Si conocer significa acercarnos a una comprensión más precisa de algo, ¿por qué nosotros mismos quedaríamos fuera de esa búsqueda? Si en la naturaleza podemos observar patrones, relaciones y funciones que forman parte de un sistema mucho mayor, ¿por qué habríamos de suponer que nosotros somos una excepción, un accidente sin propósito que vino simplemente a trabajar, pagar cuentas y esperar al día siguiente?

La conexión necesita un "yo" presente

Cuando perdemos la conexión con nosotros mismos, también perdemos la capacidad de encontrarnos verdaderamente con alguien. Podemos estar rodeados de personas, compartir años, conversaciones, proyectos y afectos, y aun así no terminar de encontrarnos.

Podemos adaptarnos, agradar, exigir, interpretar, ceder, controlar, reclamar o esperar. Podemos incluso querer mucho a alguien y, aun así, estar relacionándonos más con la idea que construimos de esa persona que con quien realmente tenemos delante.

Si no puedo distinguir a la persona que tengo enfrente de aquello que necesito que sea, ¿con quién estoy relacionándome realmente?
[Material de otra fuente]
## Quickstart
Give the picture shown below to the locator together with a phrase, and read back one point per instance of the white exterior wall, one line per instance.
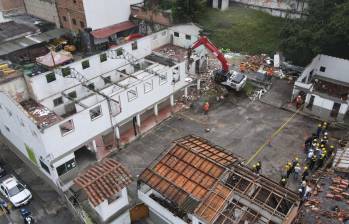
(159, 210)
(40, 89)
(44, 9)
(23, 131)
(106, 210)
(106, 13)
(16, 88)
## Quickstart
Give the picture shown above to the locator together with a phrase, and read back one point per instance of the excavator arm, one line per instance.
(215, 51)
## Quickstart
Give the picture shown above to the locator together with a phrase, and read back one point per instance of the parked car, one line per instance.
(15, 192)
(2, 170)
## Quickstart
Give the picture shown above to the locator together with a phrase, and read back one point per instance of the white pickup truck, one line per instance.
(14, 191)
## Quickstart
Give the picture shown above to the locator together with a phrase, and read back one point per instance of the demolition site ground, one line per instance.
(236, 124)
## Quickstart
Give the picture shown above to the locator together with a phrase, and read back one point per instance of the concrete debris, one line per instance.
(257, 94)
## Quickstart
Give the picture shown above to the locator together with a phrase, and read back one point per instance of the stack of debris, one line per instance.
(339, 189)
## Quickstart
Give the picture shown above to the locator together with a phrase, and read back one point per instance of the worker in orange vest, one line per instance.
(269, 74)
(206, 107)
(299, 101)
(242, 67)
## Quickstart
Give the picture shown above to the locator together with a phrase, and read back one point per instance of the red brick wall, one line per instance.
(6, 5)
(71, 14)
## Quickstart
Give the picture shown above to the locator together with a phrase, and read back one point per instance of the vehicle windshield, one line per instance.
(15, 190)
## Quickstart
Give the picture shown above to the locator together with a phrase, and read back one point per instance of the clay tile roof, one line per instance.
(110, 30)
(188, 170)
(103, 181)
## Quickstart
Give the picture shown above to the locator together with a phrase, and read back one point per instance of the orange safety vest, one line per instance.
(206, 107)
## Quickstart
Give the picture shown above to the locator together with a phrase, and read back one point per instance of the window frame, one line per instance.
(61, 101)
(135, 95)
(53, 76)
(68, 132)
(103, 57)
(66, 71)
(85, 64)
(100, 112)
(151, 86)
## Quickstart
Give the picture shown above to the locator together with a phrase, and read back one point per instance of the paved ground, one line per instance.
(46, 206)
(238, 125)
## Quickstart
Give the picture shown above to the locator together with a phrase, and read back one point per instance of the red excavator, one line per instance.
(231, 79)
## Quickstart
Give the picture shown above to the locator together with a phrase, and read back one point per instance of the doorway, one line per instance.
(335, 110)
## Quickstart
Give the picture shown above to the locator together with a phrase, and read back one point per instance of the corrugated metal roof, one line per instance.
(110, 30)
(341, 160)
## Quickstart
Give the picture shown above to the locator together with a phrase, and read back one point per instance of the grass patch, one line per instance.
(243, 30)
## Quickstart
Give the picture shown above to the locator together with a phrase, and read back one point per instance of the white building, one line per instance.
(44, 9)
(105, 186)
(78, 113)
(197, 182)
(324, 84)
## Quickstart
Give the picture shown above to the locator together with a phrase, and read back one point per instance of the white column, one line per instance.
(156, 110)
(172, 100)
(117, 133)
(138, 117)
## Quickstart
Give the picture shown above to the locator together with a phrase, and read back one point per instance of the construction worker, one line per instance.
(305, 173)
(297, 171)
(283, 181)
(258, 166)
(312, 162)
(318, 130)
(288, 169)
(330, 151)
(299, 101)
(269, 74)
(206, 107)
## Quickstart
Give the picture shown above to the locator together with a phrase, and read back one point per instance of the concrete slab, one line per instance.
(238, 126)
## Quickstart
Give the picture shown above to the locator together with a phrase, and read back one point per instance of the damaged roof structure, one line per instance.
(201, 182)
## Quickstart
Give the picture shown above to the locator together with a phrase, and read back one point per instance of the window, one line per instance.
(91, 86)
(66, 127)
(44, 166)
(148, 86)
(134, 45)
(114, 198)
(162, 78)
(103, 57)
(95, 113)
(58, 101)
(107, 79)
(72, 94)
(132, 94)
(119, 51)
(50, 77)
(64, 168)
(66, 71)
(85, 64)
(9, 112)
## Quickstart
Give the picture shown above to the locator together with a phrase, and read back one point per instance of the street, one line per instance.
(46, 206)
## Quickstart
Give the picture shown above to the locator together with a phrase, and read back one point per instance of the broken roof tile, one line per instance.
(103, 181)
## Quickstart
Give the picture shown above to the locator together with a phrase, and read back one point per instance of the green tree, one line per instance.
(324, 31)
(187, 10)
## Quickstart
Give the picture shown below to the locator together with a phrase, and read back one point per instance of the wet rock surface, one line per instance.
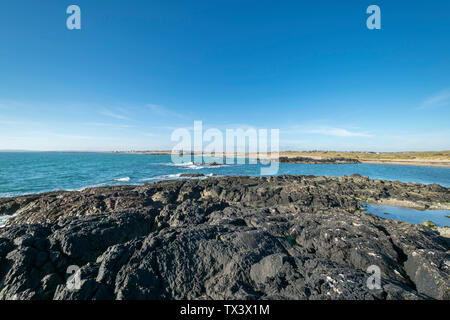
(318, 161)
(285, 237)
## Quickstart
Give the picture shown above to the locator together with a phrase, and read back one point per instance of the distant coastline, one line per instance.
(427, 158)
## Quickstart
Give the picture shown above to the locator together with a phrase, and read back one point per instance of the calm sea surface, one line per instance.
(33, 172)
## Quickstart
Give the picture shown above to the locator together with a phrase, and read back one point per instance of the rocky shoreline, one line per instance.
(306, 160)
(283, 237)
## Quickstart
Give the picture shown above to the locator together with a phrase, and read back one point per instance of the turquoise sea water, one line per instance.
(34, 172)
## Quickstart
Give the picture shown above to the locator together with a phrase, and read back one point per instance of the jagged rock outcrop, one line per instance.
(318, 161)
(285, 237)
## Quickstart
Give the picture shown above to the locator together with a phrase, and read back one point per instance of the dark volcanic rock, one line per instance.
(280, 237)
(317, 161)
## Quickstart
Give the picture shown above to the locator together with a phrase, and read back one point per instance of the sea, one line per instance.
(35, 172)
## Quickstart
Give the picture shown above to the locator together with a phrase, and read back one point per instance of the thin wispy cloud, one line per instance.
(337, 132)
(103, 124)
(326, 130)
(163, 111)
(440, 99)
(114, 114)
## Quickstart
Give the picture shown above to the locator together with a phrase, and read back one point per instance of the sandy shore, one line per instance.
(427, 159)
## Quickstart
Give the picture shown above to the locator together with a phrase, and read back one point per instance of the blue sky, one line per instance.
(140, 69)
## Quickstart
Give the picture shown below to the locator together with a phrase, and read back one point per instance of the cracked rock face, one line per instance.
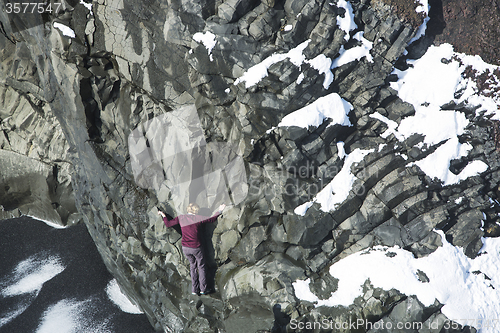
(69, 106)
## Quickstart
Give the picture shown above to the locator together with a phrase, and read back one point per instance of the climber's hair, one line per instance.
(193, 208)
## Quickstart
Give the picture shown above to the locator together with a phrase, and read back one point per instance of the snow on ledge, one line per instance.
(120, 299)
(208, 40)
(330, 106)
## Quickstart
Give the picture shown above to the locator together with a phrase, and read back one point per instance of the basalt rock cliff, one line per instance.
(68, 106)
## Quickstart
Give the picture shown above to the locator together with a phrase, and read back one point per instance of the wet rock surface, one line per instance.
(68, 106)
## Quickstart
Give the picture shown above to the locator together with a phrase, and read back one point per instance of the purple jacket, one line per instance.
(190, 224)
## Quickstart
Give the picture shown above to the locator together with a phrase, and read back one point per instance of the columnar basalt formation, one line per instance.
(69, 105)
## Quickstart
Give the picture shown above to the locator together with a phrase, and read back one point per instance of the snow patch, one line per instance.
(354, 53)
(338, 189)
(207, 39)
(453, 279)
(66, 31)
(31, 274)
(346, 23)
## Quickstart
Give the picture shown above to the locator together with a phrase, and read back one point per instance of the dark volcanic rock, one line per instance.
(78, 115)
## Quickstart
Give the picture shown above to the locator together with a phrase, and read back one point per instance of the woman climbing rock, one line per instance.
(191, 245)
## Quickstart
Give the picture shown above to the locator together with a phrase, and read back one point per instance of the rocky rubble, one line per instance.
(68, 106)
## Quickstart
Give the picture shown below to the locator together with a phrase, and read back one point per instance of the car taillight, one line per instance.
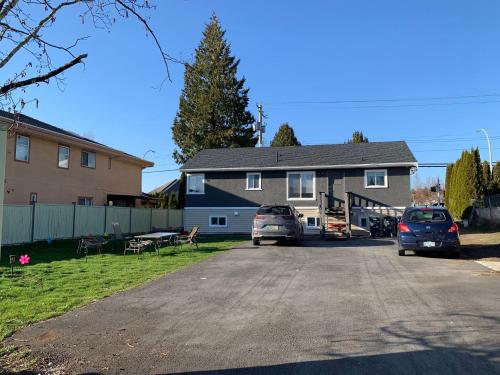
(403, 228)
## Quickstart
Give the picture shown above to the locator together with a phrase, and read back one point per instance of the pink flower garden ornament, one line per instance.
(24, 259)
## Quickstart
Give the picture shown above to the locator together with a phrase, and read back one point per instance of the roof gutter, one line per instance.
(299, 168)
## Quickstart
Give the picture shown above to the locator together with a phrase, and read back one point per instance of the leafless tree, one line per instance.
(25, 34)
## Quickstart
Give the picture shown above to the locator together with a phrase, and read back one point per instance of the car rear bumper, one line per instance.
(439, 245)
(273, 235)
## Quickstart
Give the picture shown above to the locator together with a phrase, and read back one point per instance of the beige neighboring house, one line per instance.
(47, 164)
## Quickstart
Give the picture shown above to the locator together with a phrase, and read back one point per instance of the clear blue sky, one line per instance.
(297, 51)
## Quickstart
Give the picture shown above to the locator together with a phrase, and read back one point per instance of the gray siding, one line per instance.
(227, 189)
(397, 194)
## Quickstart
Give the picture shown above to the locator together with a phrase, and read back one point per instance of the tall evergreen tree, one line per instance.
(212, 108)
(285, 136)
(358, 137)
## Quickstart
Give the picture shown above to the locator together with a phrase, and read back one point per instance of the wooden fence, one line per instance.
(40, 222)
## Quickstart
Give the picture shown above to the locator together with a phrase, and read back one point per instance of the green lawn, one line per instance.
(56, 280)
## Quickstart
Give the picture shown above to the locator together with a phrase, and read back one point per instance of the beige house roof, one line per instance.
(30, 125)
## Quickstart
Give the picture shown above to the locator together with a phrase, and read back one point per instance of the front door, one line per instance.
(335, 189)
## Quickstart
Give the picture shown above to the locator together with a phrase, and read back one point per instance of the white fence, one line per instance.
(39, 222)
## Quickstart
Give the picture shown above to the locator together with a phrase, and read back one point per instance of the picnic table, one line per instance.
(158, 238)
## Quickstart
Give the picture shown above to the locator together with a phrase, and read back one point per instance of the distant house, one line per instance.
(224, 187)
(47, 164)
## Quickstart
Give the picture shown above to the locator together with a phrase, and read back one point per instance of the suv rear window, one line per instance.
(424, 215)
(274, 210)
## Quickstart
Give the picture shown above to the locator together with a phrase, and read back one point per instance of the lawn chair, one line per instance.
(135, 246)
(190, 239)
(118, 233)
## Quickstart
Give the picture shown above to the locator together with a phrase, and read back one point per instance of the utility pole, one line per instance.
(489, 145)
(259, 126)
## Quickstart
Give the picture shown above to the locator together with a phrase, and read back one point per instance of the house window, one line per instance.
(84, 201)
(253, 181)
(88, 159)
(376, 178)
(313, 222)
(218, 221)
(301, 185)
(22, 148)
(195, 184)
(63, 157)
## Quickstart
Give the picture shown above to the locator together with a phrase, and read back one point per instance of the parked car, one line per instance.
(429, 228)
(277, 223)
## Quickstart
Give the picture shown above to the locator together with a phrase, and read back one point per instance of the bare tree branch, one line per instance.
(35, 31)
(4, 90)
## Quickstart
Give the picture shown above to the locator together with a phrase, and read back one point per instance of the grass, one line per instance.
(56, 280)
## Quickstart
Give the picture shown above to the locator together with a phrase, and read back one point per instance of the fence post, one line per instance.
(105, 218)
(130, 220)
(33, 221)
(74, 219)
(151, 219)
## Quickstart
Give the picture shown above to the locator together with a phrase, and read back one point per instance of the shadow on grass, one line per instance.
(60, 250)
(480, 251)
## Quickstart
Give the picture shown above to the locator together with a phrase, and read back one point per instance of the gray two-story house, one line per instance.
(224, 187)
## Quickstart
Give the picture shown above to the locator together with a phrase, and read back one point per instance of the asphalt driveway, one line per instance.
(345, 307)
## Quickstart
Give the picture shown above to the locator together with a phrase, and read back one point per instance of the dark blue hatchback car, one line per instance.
(429, 228)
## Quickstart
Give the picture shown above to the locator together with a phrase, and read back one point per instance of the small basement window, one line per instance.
(218, 221)
(376, 178)
(313, 222)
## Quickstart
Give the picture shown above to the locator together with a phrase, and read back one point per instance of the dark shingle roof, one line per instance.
(339, 155)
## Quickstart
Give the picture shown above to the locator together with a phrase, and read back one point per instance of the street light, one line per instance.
(144, 156)
(489, 145)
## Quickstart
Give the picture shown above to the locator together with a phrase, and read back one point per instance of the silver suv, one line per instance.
(277, 223)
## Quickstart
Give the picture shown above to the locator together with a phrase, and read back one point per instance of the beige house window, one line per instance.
(63, 157)
(85, 201)
(88, 159)
(22, 148)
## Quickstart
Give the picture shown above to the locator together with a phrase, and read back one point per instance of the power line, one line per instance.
(344, 101)
(163, 170)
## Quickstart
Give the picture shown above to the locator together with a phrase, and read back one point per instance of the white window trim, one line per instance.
(59, 146)
(15, 148)
(260, 181)
(314, 186)
(216, 226)
(315, 221)
(386, 179)
(202, 183)
(88, 153)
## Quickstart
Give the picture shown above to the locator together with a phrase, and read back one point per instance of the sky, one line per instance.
(372, 57)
Quizá una parte del sufrimiento aparezca justamente ahí: en intentar que la realidad se parezca permanentemente a la versión que necesitamos de ella. Que nosotros seamos quienes creemos que deberíamos ser. Que los demás sean quienes necesitamos que sean. Que la vida nos ofrezca las condiciones que consideramos necesarias para empezar a vivir como queremos.

Epicteto lo expresó hace siglos de una manera sencilla: “No son las cosas las que perturban a los hombres, sino los juicios que los hombres hacen sobre las cosas.”

No se trata de negar lo que ocurre ni de convencernos de que todo está bien. Se trata de observar cuánto de nuestra energía gastamos resistiendo aquello que no podemos modificar y cuánto utilizamos para decidir qué hacer con lo que sí está en nuestras manos.

Y mientras esperamos que todo eso ocurra, podemos gastar una enorme cantidad de energía intentando modificar el tablero en lugar de aprender a jugar nuestra propia partida.